Efforts to improve communication between physicians and dying patients have been unsuccessful, and guidelines for improving patient-physician communication about end-of-life care are based primarily on expert opinion. This study assessed which aspects of communication between patients and physicians are important in end-of-life care.Twenty focus groups were held with 137 individuals, including patients with chronic and terminal illnesses, family members, health care professionals from hospice or acute care settings, and physicians with expertise in end-of-life care. Focus group analyses determined domains of physician skill at end-of-life care. Communication with patients was identified as one of the most important domains.

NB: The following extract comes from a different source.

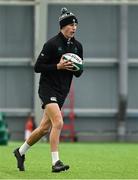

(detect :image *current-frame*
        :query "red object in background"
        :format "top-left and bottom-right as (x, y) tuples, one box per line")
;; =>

Analyses of components important in communicating with dying patients and their families were performed.The following 6 areas were of central importance in communicating with dying patients: talking with patients in an honest and straightforward way, being willing to talk about dying, giving bad news in a sensitive way, listening to patients, encouraging questions from patients, and being sensitive to when patients are ready to talk about death. Within these components, subthemes emerged that provide guidelines for physicians and educators. Dying patients also identified the need to achieve a balance between being honest and straightforward and not discouraging hope.Several areas emerged for physicians to focus their attention on when communicating with dying patients. These findings provide guidance in how to improve this communication. They also highlight the need to approach communication about end-of-life care as a spectrum that requires attention from the time of a terminal diagnosis through death.